La portata di questi affari è difficile anche solo da intuire, solo per fare un esempio in questo momento Fincantieri è attivissima su svariati fronti, ha appena iniziato i lavori per una commessa da 4 miliardi di euro arrivata dal Qatar per dieci mega navi civili, si è candidata per la ricostruzione del ponte Morandi, è al lavoro insieme a Leonardo (come fornitore del sistema di combattimento integrato) su una gara indetta dalla Marina rumena per la costruzione di quattro corvette e il riadattamento di due fregate. Il valore della gara è di 1,6 miliardi di euro, sono in corsa anche Group, ThyssenKrupp e Damen. L’azienda di Monfalcone ha già una presenza importante in Romania tramite la controllata Vard, che ha due cantieri per oltre 5 mila dipendenti. Sempre con Leonardo, Fincantieri è impegnata anche nella gara indetta dalla Marina brasiliana per quattro corvette classe Tamandaré, in cui figura coi nomi sopra menzionati oltre che con Bae Systems e Thales: anche questa è una gara del valore di 1,6 miliardi.
In mezzo a queste mega gare d’appalto ha chiuso un affaruccio come rilevare il 98% della Vitrociset, uno dei tasselli mancanti per essere all’avanguardia nelle gare d’appalto di tutto il mondo dell’industria di guerra.

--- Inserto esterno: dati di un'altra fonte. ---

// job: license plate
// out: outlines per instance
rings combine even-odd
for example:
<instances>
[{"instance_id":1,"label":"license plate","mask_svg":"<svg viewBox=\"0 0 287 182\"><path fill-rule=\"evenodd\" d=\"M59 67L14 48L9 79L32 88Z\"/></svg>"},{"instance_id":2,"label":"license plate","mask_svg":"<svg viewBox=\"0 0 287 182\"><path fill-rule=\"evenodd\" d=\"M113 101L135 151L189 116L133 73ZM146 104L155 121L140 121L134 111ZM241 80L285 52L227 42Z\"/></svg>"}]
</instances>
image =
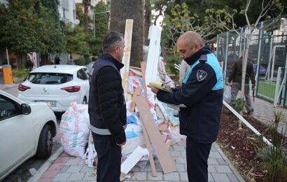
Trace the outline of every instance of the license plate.
<instances>
[{"instance_id":1,"label":"license plate","mask_svg":"<svg viewBox=\"0 0 287 182\"><path fill-rule=\"evenodd\" d=\"M35 102L43 102L47 103L47 104L50 106L51 107L55 107L57 106L57 102L55 101L35 101Z\"/></svg>"}]
</instances>

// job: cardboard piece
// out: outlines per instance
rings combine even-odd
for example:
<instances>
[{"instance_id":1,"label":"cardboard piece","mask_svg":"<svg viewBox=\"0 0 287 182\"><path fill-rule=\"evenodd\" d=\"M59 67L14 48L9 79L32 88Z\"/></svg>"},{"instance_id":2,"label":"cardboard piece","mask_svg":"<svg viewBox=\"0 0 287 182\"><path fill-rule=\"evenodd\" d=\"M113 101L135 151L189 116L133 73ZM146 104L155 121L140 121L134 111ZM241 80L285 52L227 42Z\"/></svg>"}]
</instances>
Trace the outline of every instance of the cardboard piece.
<instances>
[{"instance_id":1,"label":"cardboard piece","mask_svg":"<svg viewBox=\"0 0 287 182\"><path fill-rule=\"evenodd\" d=\"M149 158L150 169L151 169L151 175L153 177L156 177L158 176L158 174L155 170L155 161L153 160L153 156L151 152L150 141L148 137L148 132L146 132L146 129L144 127L143 119L140 117L139 120L141 120L141 127L143 127L144 137L144 141L146 142L146 148L148 149L148 153L149 153L148 158Z\"/></svg>"},{"instance_id":2,"label":"cardboard piece","mask_svg":"<svg viewBox=\"0 0 287 182\"><path fill-rule=\"evenodd\" d=\"M136 97L135 101L143 121L143 125L144 125L151 144L158 155L164 174L176 171L174 162L169 155L169 150L164 146L158 126L153 120L147 101L140 96Z\"/></svg>"},{"instance_id":3,"label":"cardboard piece","mask_svg":"<svg viewBox=\"0 0 287 182\"><path fill-rule=\"evenodd\" d=\"M124 67L120 69L120 76L122 76L122 85L124 89L125 98L127 97L127 80L129 78L129 67L130 59L130 52L132 49L132 27L134 20L127 19L125 20L125 49L122 57L122 64Z\"/></svg>"}]
</instances>

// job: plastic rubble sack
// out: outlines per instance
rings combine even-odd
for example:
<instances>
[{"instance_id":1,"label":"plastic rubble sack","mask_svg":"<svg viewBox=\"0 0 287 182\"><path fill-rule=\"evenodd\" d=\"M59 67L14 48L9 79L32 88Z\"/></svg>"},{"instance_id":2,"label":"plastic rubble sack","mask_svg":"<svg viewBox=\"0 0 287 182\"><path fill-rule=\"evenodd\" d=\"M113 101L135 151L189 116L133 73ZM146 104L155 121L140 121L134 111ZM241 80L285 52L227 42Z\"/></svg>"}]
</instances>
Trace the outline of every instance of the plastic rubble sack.
<instances>
[{"instance_id":1,"label":"plastic rubble sack","mask_svg":"<svg viewBox=\"0 0 287 182\"><path fill-rule=\"evenodd\" d=\"M141 126L134 123L127 124L127 127L125 130L127 139L130 139L142 135L142 132L143 130Z\"/></svg>"},{"instance_id":2,"label":"plastic rubble sack","mask_svg":"<svg viewBox=\"0 0 287 182\"><path fill-rule=\"evenodd\" d=\"M127 111L127 124L131 123L141 125L141 122L136 115L134 113L131 113Z\"/></svg>"},{"instance_id":3,"label":"plastic rubble sack","mask_svg":"<svg viewBox=\"0 0 287 182\"><path fill-rule=\"evenodd\" d=\"M96 149L94 148L92 132L90 132L88 146L85 154L82 156L82 159L85 160L87 158L87 160L85 163L88 164L88 167L94 167L94 158L97 156L97 154Z\"/></svg>"},{"instance_id":4,"label":"plastic rubble sack","mask_svg":"<svg viewBox=\"0 0 287 182\"><path fill-rule=\"evenodd\" d=\"M59 137L64 150L70 155L82 157L90 134L88 105L72 102L62 115Z\"/></svg>"}]
</instances>

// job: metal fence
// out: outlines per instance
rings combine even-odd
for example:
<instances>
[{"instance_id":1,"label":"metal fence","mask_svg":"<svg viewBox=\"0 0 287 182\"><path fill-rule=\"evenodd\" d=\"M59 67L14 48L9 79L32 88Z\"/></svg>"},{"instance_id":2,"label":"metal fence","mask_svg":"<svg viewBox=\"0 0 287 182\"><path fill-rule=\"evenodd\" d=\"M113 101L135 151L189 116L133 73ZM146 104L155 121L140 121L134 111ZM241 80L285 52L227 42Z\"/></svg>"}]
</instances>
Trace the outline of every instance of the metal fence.
<instances>
[{"instance_id":1,"label":"metal fence","mask_svg":"<svg viewBox=\"0 0 287 182\"><path fill-rule=\"evenodd\" d=\"M237 29L241 34L247 27ZM246 48L246 40L235 31L218 35L216 55L223 62L227 82L231 68ZM252 61L256 80L256 97L287 106L287 15L258 23L251 37L248 59Z\"/></svg>"}]
</instances>

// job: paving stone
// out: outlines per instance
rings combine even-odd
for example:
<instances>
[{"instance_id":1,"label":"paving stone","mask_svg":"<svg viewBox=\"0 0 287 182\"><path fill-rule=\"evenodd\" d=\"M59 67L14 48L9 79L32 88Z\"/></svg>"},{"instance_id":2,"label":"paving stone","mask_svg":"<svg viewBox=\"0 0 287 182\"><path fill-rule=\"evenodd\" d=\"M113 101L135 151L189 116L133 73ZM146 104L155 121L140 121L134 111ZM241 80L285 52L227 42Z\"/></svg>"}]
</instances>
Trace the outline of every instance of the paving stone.
<instances>
[{"instance_id":1,"label":"paving stone","mask_svg":"<svg viewBox=\"0 0 287 182\"><path fill-rule=\"evenodd\" d=\"M160 165L160 163L155 163L155 171L158 172L162 172L162 166Z\"/></svg>"},{"instance_id":2,"label":"paving stone","mask_svg":"<svg viewBox=\"0 0 287 182\"><path fill-rule=\"evenodd\" d=\"M218 152L210 152L209 153L210 158L221 158L221 155Z\"/></svg>"},{"instance_id":3,"label":"paving stone","mask_svg":"<svg viewBox=\"0 0 287 182\"><path fill-rule=\"evenodd\" d=\"M186 167L184 167L184 164L175 164L176 167L176 171L178 172L186 172Z\"/></svg>"},{"instance_id":4,"label":"paving stone","mask_svg":"<svg viewBox=\"0 0 287 182\"><path fill-rule=\"evenodd\" d=\"M176 163L186 164L186 158L178 158L176 159Z\"/></svg>"},{"instance_id":5,"label":"paving stone","mask_svg":"<svg viewBox=\"0 0 287 182\"><path fill-rule=\"evenodd\" d=\"M209 173L214 173L214 172L216 172L216 170L214 167L214 165L209 165L207 170L209 172Z\"/></svg>"},{"instance_id":6,"label":"paving stone","mask_svg":"<svg viewBox=\"0 0 287 182\"><path fill-rule=\"evenodd\" d=\"M211 151L211 152L218 152L218 150L217 150L216 147L214 145L212 145Z\"/></svg>"},{"instance_id":7,"label":"paving stone","mask_svg":"<svg viewBox=\"0 0 287 182\"><path fill-rule=\"evenodd\" d=\"M52 181L66 181L71 174L60 174L56 175Z\"/></svg>"},{"instance_id":8,"label":"paving stone","mask_svg":"<svg viewBox=\"0 0 287 182\"><path fill-rule=\"evenodd\" d=\"M84 165L80 172L94 172L96 170L96 168L90 167L87 165Z\"/></svg>"},{"instance_id":9,"label":"paving stone","mask_svg":"<svg viewBox=\"0 0 287 182\"><path fill-rule=\"evenodd\" d=\"M179 177L180 177L181 181L188 181L188 176L187 172L180 172Z\"/></svg>"},{"instance_id":10,"label":"paving stone","mask_svg":"<svg viewBox=\"0 0 287 182\"><path fill-rule=\"evenodd\" d=\"M181 157L186 158L186 151L180 151Z\"/></svg>"},{"instance_id":11,"label":"paving stone","mask_svg":"<svg viewBox=\"0 0 287 182\"><path fill-rule=\"evenodd\" d=\"M80 161L78 162L78 165L85 165L85 160L80 159Z\"/></svg>"},{"instance_id":12,"label":"paving stone","mask_svg":"<svg viewBox=\"0 0 287 182\"><path fill-rule=\"evenodd\" d=\"M229 182L230 180L229 179L227 175L226 174L218 174L218 173L211 173L211 176L215 182Z\"/></svg>"},{"instance_id":13,"label":"paving stone","mask_svg":"<svg viewBox=\"0 0 287 182\"><path fill-rule=\"evenodd\" d=\"M83 165L70 166L70 167L68 169L66 172L67 173L79 172L82 168L83 168Z\"/></svg>"},{"instance_id":14,"label":"paving stone","mask_svg":"<svg viewBox=\"0 0 287 182\"><path fill-rule=\"evenodd\" d=\"M69 168L70 168L69 166L64 166L63 168L62 168L61 171L59 171L59 173L66 173L66 171L68 171Z\"/></svg>"},{"instance_id":15,"label":"paving stone","mask_svg":"<svg viewBox=\"0 0 287 182\"><path fill-rule=\"evenodd\" d=\"M207 177L208 177L208 181L209 181L209 181L214 181L214 178L212 177L211 173L209 173L209 174L208 174Z\"/></svg>"},{"instance_id":16,"label":"paving stone","mask_svg":"<svg viewBox=\"0 0 287 182\"><path fill-rule=\"evenodd\" d=\"M227 163L225 160L223 158L217 158L216 159L217 162L218 162L218 164L220 165L226 165Z\"/></svg>"},{"instance_id":17,"label":"paving stone","mask_svg":"<svg viewBox=\"0 0 287 182\"><path fill-rule=\"evenodd\" d=\"M229 166L214 165L218 173L232 173Z\"/></svg>"},{"instance_id":18,"label":"paving stone","mask_svg":"<svg viewBox=\"0 0 287 182\"><path fill-rule=\"evenodd\" d=\"M134 172L133 176L132 176L132 180L146 181L146 178L147 178L146 172Z\"/></svg>"},{"instance_id":19,"label":"paving stone","mask_svg":"<svg viewBox=\"0 0 287 182\"><path fill-rule=\"evenodd\" d=\"M153 175L151 175L151 172L148 173L148 180L150 181L158 181L158 180L162 180L162 172L157 172L157 176L153 177Z\"/></svg>"},{"instance_id":20,"label":"paving stone","mask_svg":"<svg viewBox=\"0 0 287 182\"><path fill-rule=\"evenodd\" d=\"M94 172L86 172L83 179L83 181L96 181L97 174Z\"/></svg>"},{"instance_id":21,"label":"paving stone","mask_svg":"<svg viewBox=\"0 0 287 182\"><path fill-rule=\"evenodd\" d=\"M231 181L232 182L239 181L233 173L227 173L227 175Z\"/></svg>"},{"instance_id":22,"label":"paving stone","mask_svg":"<svg viewBox=\"0 0 287 182\"><path fill-rule=\"evenodd\" d=\"M174 146L174 151L186 151L186 147L183 146Z\"/></svg>"},{"instance_id":23,"label":"paving stone","mask_svg":"<svg viewBox=\"0 0 287 182\"><path fill-rule=\"evenodd\" d=\"M218 165L219 164L216 159L209 158L207 160L207 164L209 165Z\"/></svg>"},{"instance_id":24,"label":"paving stone","mask_svg":"<svg viewBox=\"0 0 287 182\"><path fill-rule=\"evenodd\" d=\"M141 169L141 167L139 167L139 172L151 172L151 168L150 168L150 164L146 165L146 167L144 168L144 169Z\"/></svg>"},{"instance_id":25,"label":"paving stone","mask_svg":"<svg viewBox=\"0 0 287 182\"><path fill-rule=\"evenodd\" d=\"M179 181L179 174L178 172L171 172L163 175L164 180L167 181Z\"/></svg>"},{"instance_id":26,"label":"paving stone","mask_svg":"<svg viewBox=\"0 0 287 182\"><path fill-rule=\"evenodd\" d=\"M66 165L77 165L78 164L78 162L80 162L80 158L71 158L69 159L66 163Z\"/></svg>"},{"instance_id":27,"label":"paving stone","mask_svg":"<svg viewBox=\"0 0 287 182\"><path fill-rule=\"evenodd\" d=\"M72 173L69 177L68 181L82 181L85 174L85 173L83 172Z\"/></svg>"}]
</instances>

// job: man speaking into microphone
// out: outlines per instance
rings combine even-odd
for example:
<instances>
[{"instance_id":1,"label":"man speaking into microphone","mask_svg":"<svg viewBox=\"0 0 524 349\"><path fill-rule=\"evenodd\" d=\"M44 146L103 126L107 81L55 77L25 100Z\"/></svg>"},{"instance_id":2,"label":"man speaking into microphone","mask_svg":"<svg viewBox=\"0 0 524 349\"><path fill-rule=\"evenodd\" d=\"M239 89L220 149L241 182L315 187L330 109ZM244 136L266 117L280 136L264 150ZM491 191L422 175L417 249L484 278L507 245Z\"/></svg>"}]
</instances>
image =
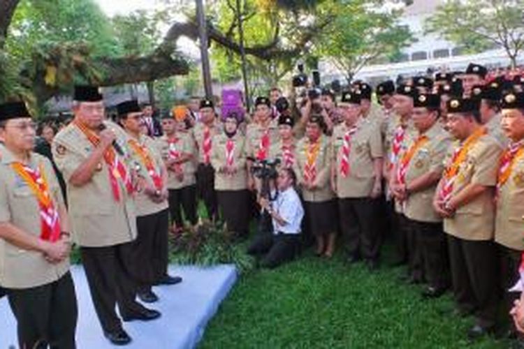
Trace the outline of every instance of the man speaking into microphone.
<instances>
[{"instance_id":1,"label":"man speaking into microphone","mask_svg":"<svg viewBox=\"0 0 524 349\"><path fill-rule=\"evenodd\" d=\"M75 88L73 112L73 122L54 140L53 156L67 183L73 241L80 246L104 334L114 344L126 344L131 338L117 316L115 304L124 321L159 315L135 301L126 262L137 236L132 169L123 154L128 138L104 121L97 87Z\"/></svg>"}]
</instances>

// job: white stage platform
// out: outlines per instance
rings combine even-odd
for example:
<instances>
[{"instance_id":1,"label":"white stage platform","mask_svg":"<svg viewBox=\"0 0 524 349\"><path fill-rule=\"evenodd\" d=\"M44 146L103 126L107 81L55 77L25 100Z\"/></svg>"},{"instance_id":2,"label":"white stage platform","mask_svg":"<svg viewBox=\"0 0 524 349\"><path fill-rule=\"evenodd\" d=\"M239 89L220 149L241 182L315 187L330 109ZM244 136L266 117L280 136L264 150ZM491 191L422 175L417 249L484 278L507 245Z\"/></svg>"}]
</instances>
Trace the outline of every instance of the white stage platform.
<instances>
[{"instance_id":1,"label":"white stage platform","mask_svg":"<svg viewBox=\"0 0 524 349\"><path fill-rule=\"evenodd\" d=\"M83 269L75 266L71 272L78 301L78 348L115 348L102 333ZM182 276L183 282L154 288L160 300L147 306L160 311L162 316L148 322L124 322L125 329L133 338L133 342L124 348L194 348L202 338L208 321L237 279L231 265L202 268L170 266L170 273ZM16 343L15 322L7 299L3 297L0 299L0 348L16 348Z\"/></svg>"}]
</instances>

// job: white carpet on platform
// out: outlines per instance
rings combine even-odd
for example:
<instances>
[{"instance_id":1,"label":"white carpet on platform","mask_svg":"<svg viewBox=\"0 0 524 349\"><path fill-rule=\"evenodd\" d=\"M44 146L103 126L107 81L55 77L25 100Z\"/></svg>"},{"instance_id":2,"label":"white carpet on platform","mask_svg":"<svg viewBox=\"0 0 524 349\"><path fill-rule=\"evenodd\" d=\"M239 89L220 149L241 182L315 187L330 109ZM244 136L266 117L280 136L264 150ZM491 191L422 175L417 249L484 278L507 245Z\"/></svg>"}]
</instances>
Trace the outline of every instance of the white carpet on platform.
<instances>
[{"instance_id":1,"label":"white carpet on platform","mask_svg":"<svg viewBox=\"0 0 524 349\"><path fill-rule=\"evenodd\" d=\"M233 287L237 278L233 266L212 267L170 266L170 274L179 275L182 283L154 288L159 302L147 306L157 309L162 316L144 322L124 322L133 338L128 348L194 348L202 338L208 321ZM83 348L114 348L103 336L91 301L85 274L81 267L71 269L78 301L77 346ZM16 327L6 297L0 299L0 349L15 348Z\"/></svg>"}]
</instances>

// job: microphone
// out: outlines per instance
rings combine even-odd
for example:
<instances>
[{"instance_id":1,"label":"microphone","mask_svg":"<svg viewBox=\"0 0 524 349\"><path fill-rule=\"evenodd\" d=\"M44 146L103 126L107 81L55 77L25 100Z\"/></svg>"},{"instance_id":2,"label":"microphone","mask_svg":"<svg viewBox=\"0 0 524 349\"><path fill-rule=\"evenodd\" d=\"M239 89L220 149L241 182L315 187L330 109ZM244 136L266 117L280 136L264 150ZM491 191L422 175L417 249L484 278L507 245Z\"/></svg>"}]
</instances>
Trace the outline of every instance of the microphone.
<instances>
[{"instance_id":1,"label":"microphone","mask_svg":"<svg viewBox=\"0 0 524 349\"><path fill-rule=\"evenodd\" d=\"M104 131L108 127L104 125L103 124L101 124L99 126L99 131ZM111 143L112 145L112 147L115 149L117 153L118 153L118 155L121 156L124 156L124 150L122 150L122 147L120 147L120 144L117 143L117 140L113 140L112 143Z\"/></svg>"}]
</instances>

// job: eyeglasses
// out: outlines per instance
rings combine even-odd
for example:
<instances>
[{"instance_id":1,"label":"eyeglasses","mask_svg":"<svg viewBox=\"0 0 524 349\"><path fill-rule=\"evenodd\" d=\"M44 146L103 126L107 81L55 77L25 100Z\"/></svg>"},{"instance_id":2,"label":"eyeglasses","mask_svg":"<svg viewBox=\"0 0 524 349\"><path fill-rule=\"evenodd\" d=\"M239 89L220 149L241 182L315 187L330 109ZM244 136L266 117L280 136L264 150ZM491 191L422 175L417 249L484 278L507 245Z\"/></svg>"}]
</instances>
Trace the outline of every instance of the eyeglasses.
<instances>
[{"instance_id":1,"label":"eyeglasses","mask_svg":"<svg viewBox=\"0 0 524 349\"><path fill-rule=\"evenodd\" d=\"M36 122L20 122L16 124L8 124L6 127L11 127L13 128L17 128L20 131L26 131L28 129L36 130Z\"/></svg>"}]
</instances>

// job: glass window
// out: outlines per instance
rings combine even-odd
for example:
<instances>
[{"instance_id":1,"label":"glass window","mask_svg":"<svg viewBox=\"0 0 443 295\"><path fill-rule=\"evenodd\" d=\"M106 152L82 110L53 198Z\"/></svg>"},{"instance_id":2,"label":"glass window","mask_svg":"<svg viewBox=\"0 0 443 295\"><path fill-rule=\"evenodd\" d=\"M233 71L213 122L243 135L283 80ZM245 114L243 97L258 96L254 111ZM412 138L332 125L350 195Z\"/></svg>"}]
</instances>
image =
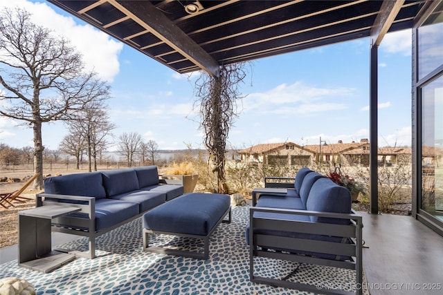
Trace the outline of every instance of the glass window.
<instances>
[{"instance_id":1,"label":"glass window","mask_svg":"<svg viewBox=\"0 0 443 295\"><path fill-rule=\"evenodd\" d=\"M443 75L422 88L421 207L443 221Z\"/></svg>"},{"instance_id":2,"label":"glass window","mask_svg":"<svg viewBox=\"0 0 443 295\"><path fill-rule=\"evenodd\" d=\"M443 2L418 28L418 77L443 65Z\"/></svg>"}]
</instances>

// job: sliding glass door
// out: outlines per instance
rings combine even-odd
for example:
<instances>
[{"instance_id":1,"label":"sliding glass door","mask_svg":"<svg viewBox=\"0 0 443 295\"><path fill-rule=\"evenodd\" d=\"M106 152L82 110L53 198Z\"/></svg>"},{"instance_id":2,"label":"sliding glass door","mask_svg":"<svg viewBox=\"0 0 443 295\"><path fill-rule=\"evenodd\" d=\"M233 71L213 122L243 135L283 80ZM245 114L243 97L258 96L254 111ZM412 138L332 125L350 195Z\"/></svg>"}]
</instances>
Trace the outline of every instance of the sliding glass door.
<instances>
[{"instance_id":1,"label":"sliding glass door","mask_svg":"<svg viewBox=\"0 0 443 295\"><path fill-rule=\"evenodd\" d=\"M417 30L417 217L443 233L443 1Z\"/></svg>"},{"instance_id":2,"label":"sliding glass door","mask_svg":"<svg viewBox=\"0 0 443 295\"><path fill-rule=\"evenodd\" d=\"M422 88L422 209L443 221L443 75Z\"/></svg>"}]
</instances>

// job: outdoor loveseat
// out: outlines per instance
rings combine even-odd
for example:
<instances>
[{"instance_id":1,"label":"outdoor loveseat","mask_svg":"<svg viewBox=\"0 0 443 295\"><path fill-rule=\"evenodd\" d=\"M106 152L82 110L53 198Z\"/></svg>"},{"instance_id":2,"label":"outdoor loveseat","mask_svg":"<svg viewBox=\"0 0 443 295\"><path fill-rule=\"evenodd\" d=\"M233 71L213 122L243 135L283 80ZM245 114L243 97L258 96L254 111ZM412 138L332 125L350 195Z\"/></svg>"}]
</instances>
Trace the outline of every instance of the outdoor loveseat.
<instances>
[{"instance_id":1,"label":"outdoor loveseat","mask_svg":"<svg viewBox=\"0 0 443 295\"><path fill-rule=\"evenodd\" d=\"M93 258L97 236L183 194L183 186L165 182L155 166L51 177L37 195L37 207L80 208L53 219L52 230L89 237L89 255L76 254Z\"/></svg>"},{"instance_id":2,"label":"outdoor loveseat","mask_svg":"<svg viewBox=\"0 0 443 295\"><path fill-rule=\"evenodd\" d=\"M251 208L246 231L251 280L327 294L342 294L346 290L341 286L346 285L361 294L362 218L351 209L350 191L307 168L297 173L291 188L281 188L281 178L278 182L280 188L253 192L255 206ZM256 257L353 269L355 282L336 285L338 289L333 289L327 285L289 281L296 276L292 269L284 278L255 275Z\"/></svg>"}]
</instances>

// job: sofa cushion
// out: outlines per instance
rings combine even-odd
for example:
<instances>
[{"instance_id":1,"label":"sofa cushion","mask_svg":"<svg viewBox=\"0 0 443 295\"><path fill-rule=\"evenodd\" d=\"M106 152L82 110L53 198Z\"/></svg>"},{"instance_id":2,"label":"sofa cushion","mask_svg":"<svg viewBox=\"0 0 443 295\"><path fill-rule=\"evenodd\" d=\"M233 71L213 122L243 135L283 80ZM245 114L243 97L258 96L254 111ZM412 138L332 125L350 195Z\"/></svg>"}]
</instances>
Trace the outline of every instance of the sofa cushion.
<instances>
[{"instance_id":1,"label":"sofa cushion","mask_svg":"<svg viewBox=\"0 0 443 295\"><path fill-rule=\"evenodd\" d=\"M257 207L306 210L300 198L260 194Z\"/></svg>"},{"instance_id":2,"label":"sofa cushion","mask_svg":"<svg viewBox=\"0 0 443 295\"><path fill-rule=\"evenodd\" d=\"M51 177L44 180L44 185L46 193L106 198L100 172Z\"/></svg>"},{"instance_id":3,"label":"sofa cushion","mask_svg":"<svg viewBox=\"0 0 443 295\"><path fill-rule=\"evenodd\" d=\"M137 173L138 187L159 184L159 171L156 166L143 166L134 169Z\"/></svg>"},{"instance_id":4,"label":"sofa cushion","mask_svg":"<svg viewBox=\"0 0 443 295\"><path fill-rule=\"evenodd\" d=\"M114 195L109 198L137 203L139 205L138 211L141 213L164 203L166 200L166 194L149 191L132 191Z\"/></svg>"},{"instance_id":5,"label":"sofa cushion","mask_svg":"<svg viewBox=\"0 0 443 295\"><path fill-rule=\"evenodd\" d=\"M96 230L107 229L140 213L138 204L118 200L100 199L96 202Z\"/></svg>"},{"instance_id":6,"label":"sofa cushion","mask_svg":"<svg viewBox=\"0 0 443 295\"><path fill-rule=\"evenodd\" d=\"M305 204L305 208L306 208L307 198L309 196L309 191L311 191L312 185L316 181L317 181L317 180L322 178L324 178L325 176L322 175L320 173L318 173L317 172L311 171L307 173L303 178L303 182L302 183L302 185L300 188L298 194L300 195L300 198L301 198L302 202Z\"/></svg>"},{"instance_id":7,"label":"sofa cushion","mask_svg":"<svg viewBox=\"0 0 443 295\"><path fill-rule=\"evenodd\" d=\"M137 173L134 169L107 170L101 173L108 197L138 189Z\"/></svg>"},{"instance_id":8,"label":"sofa cushion","mask_svg":"<svg viewBox=\"0 0 443 295\"><path fill-rule=\"evenodd\" d=\"M351 213L351 193L347 189L334 183L329 178L318 179L312 185L306 209L321 212ZM349 224L349 220L311 216L314 222Z\"/></svg>"},{"instance_id":9,"label":"sofa cushion","mask_svg":"<svg viewBox=\"0 0 443 295\"><path fill-rule=\"evenodd\" d=\"M306 176L306 175L309 172L312 172L312 170L309 169L307 167L303 167L301 169L298 170L297 174L296 175L296 180L293 182L293 187L294 189L296 189L296 191L297 191L299 195L300 189L302 187L302 183L303 183L305 176Z\"/></svg>"},{"instance_id":10,"label":"sofa cushion","mask_svg":"<svg viewBox=\"0 0 443 295\"><path fill-rule=\"evenodd\" d=\"M179 196L183 195L183 185L176 184L156 184L150 187L141 187L140 189L143 191L156 191L166 194L166 200L169 201Z\"/></svg>"}]
</instances>

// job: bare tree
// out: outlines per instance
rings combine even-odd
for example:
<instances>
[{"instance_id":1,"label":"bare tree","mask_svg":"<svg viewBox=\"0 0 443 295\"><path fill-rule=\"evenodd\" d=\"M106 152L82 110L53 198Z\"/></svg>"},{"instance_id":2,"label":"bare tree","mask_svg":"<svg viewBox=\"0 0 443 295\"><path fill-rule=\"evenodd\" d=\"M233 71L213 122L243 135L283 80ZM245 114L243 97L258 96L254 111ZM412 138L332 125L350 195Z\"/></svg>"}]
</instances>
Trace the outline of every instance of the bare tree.
<instances>
[{"instance_id":1,"label":"bare tree","mask_svg":"<svg viewBox=\"0 0 443 295\"><path fill-rule=\"evenodd\" d=\"M146 149L147 152L147 159L151 162L151 165L155 165L156 162L159 160L160 153L159 152L159 144L155 140L148 140L146 142Z\"/></svg>"},{"instance_id":2,"label":"bare tree","mask_svg":"<svg viewBox=\"0 0 443 295\"><path fill-rule=\"evenodd\" d=\"M68 135L63 137L59 144L59 149L69 155L72 155L76 160L76 168L80 169L82 153L84 151L84 137L78 131L71 129Z\"/></svg>"},{"instance_id":3,"label":"bare tree","mask_svg":"<svg viewBox=\"0 0 443 295\"><path fill-rule=\"evenodd\" d=\"M217 178L219 193L228 193L226 182L225 153L229 129L238 115L237 102L244 97L239 84L246 76L248 63L242 62L222 66L219 77L202 73L195 82L199 107L200 126L205 132L204 144L213 162L213 172Z\"/></svg>"},{"instance_id":4,"label":"bare tree","mask_svg":"<svg viewBox=\"0 0 443 295\"><path fill-rule=\"evenodd\" d=\"M118 153L125 156L128 166L130 167L134 164L134 156L142 143L141 135L135 132L125 133L118 137L118 140L117 148Z\"/></svg>"},{"instance_id":5,"label":"bare tree","mask_svg":"<svg viewBox=\"0 0 443 295\"><path fill-rule=\"evenodd\" d=\"M26 10L0 12L0 115L23 121L34 133L34 169L43 187L42 124L71 117L109 92L94 73L83 73L79 54L68 41L31 22ZM44 93L45 94L44 95Z\"/></svg>"},{"instance_id":6,"label":"bare tree","mask_svg":"<svg viewBox=\"0 0 443 295\"><path fill-rule=\"evenodd\" d=\"M105 148L107 137L111 135L111 131L116 128L109 120L107 106L104 104L105 99L107 93L85 105L82 111L77 112L75 117L68 122L71 129L78 130L84 139L89 172L93 170L93 170L97 171L98 153Z\"/></svg>"}]
</instances>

Quest’operazione commerciale che ci tocca da vicino più di altre, perchè coinvolge una delle due aziende più importanti del comparto bellico sardo (anche se in reltà pare che qui non cambierà un bel niente), ci dimostra quanto sia sempre più sottile la divisione tra l’industria civile e militare.
La percezione di tutto questo sfugge via, un pò perché difficile, un pò perché nascosta un pò al contrario perché talmente diffusa che si fatica a riconoscerla.
Dalle università alle scuole, dalle piazze ai cantieri ovunque l’ombra della guerra, del controllo e dei soldi sporchi di sangue sta arrivando con una velocità pazzesca.
Per chi vuole opporsi alla guerra e al mondo che la produce e riproduce è importante capire come destreggiarsi di fronte a questa evoluzione, se anche Fincantieri sulla carta potrebbe non essere un’azienda bellica nella realtà lo è di sicuro, se i suoi operai un giorno fanno una nave commerciale e quello dopo una fregata devono rendersi conto che sono comunque complici delle stragi in tutto il mondo. A noi sta provare a rendere chiari questi passaggi, capire chi può essere nostro complice e chi no, e saper intervenire affinché questo mostro dai mille tentacoli poco per volta cessi di esistere.
AGGIORNAMENTO
Leonardo (leggi Finmeccanica) ha fatto lo sgambetto a Fincantieri e ha fatto valere un diritto di prelazione su Vitrociset, un pò come la clausola di recompra ormai diffusa nel calciomercato…
Leonardo era titolare dell’1,46% di Vitrociset, proprio l’unica parte non rilevata da Fincantieri, questa proprietà precedente le garantiva una prelazione che dopo attente riflessioni è stata esercitata.
Cosa cambia? Tutto e niente, nel senso che Vitrociset rimane nelle mani di una delle più grandi aziende di morte al mondo, mentre con Fincantieri si sarebbe spostato in un ambiente commerciale apparentemente più misto. I quasi mille operai di Vitrociset forse tirano un sospiro di sollievo in quanto Leonardo teoricamente dovrebbe cercare di più i progetti adatti agli ingegneri Vitrociset, ma questo è tutto da vedere. Fincantieri fa sapere attraverso l’ad Bono, che la mancata acquisizione non cambierà nulla delle strategie dell’azienda.
A parere nostro rimane valido tutto il ragionamento fatto nell’articolo soprastante, ed è per questo che non lo cancelliamo: l’appetibilità del mercato della guerra si nota anche quando un affare sfuma.
Per quanto riguarda lo stabilimento del PISQ è ora impossibile stabilire se subirà sostanziali cambiamenti, probabilmente vista la piccola crisi attraversata negli ultimi tempi i dipendenti saranno speranzosi. Noi non lo saremo di sicuro!